A medical laboratory technician inactivates suspected monkeypox samples to be PCR tested.

TNS

All three men clearly remember the toll of the HIV pandemic — stripping away their lives, killing their friends, turning the heterosexual world against them.

So, when word came that a new virus was circulating among gay and bisexual men who have sex with men, their reaction? A scramble to get vaccinated against monkeypox.

Doing so felt essential, they said, but also like a luxury.
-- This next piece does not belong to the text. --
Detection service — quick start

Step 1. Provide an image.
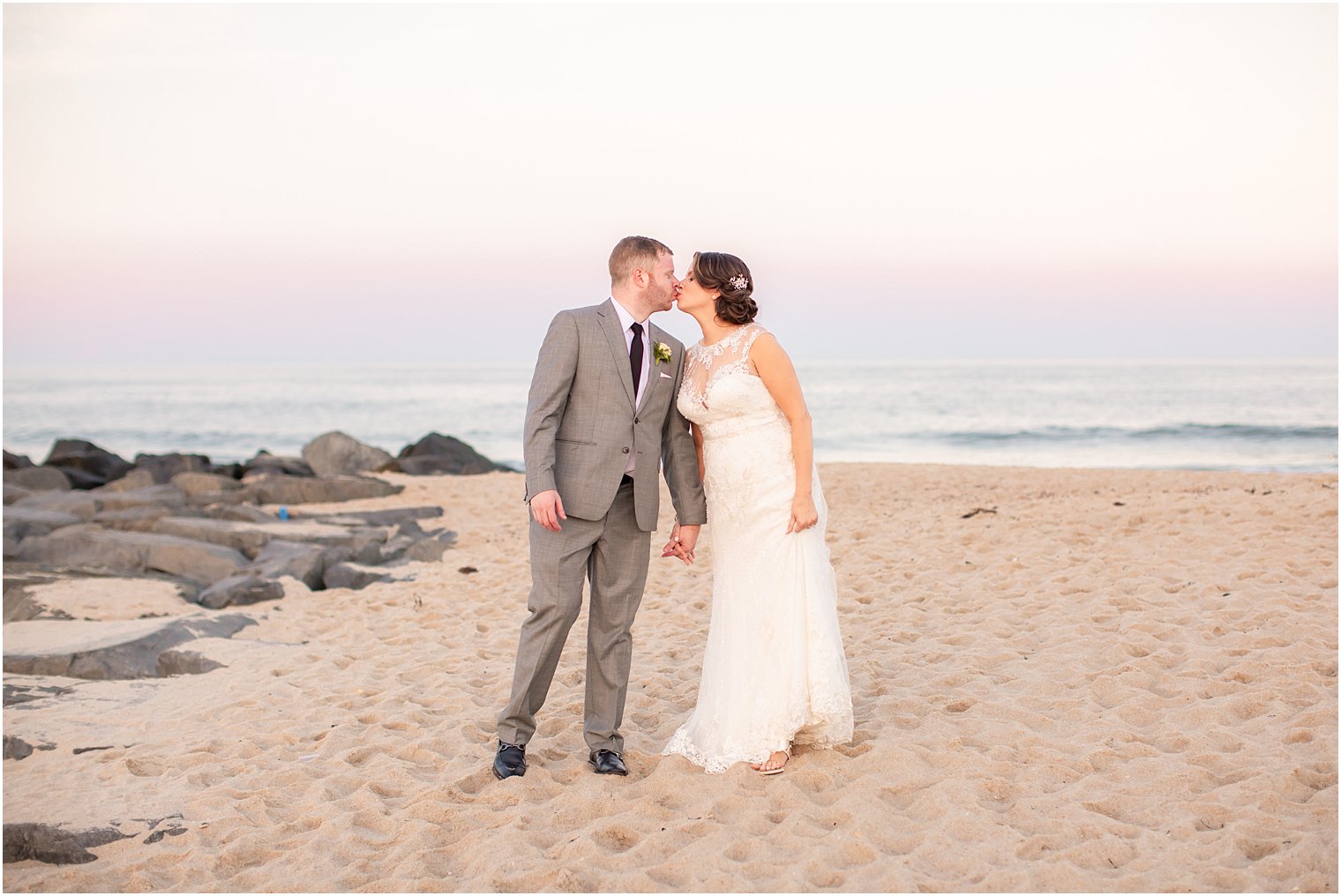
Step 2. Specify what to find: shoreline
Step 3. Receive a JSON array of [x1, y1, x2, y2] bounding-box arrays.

Four decades later, there is still no vaccine or cure for HIV. Monkeypox has both.

“If they had a vaccine for HIV back in the day, people would’ve been tearing down doors to get it,” said Thomas Vernadore, who got the monkeypox vaccine a few weeks ago.

The monkeypox vaccine isn’t new — but it’s new to much of the world and has sparked some of the same fears that fueled hesitancy toward the COVID-19 vaccines.

Three men who got the shot in Myrtle Beach and live in the Grand Strand shared their experiences of what it was like, why they got vaccinated and how current discussions about monkeypox and associations with homosexuality (despite the virus being able to infect anyone) have affected their lives.

No choice at all

When Vernadore heard there was a vaccine for monkeypox, it wasn’t a choice of whether to get it — but a scramble to see how quickly he could.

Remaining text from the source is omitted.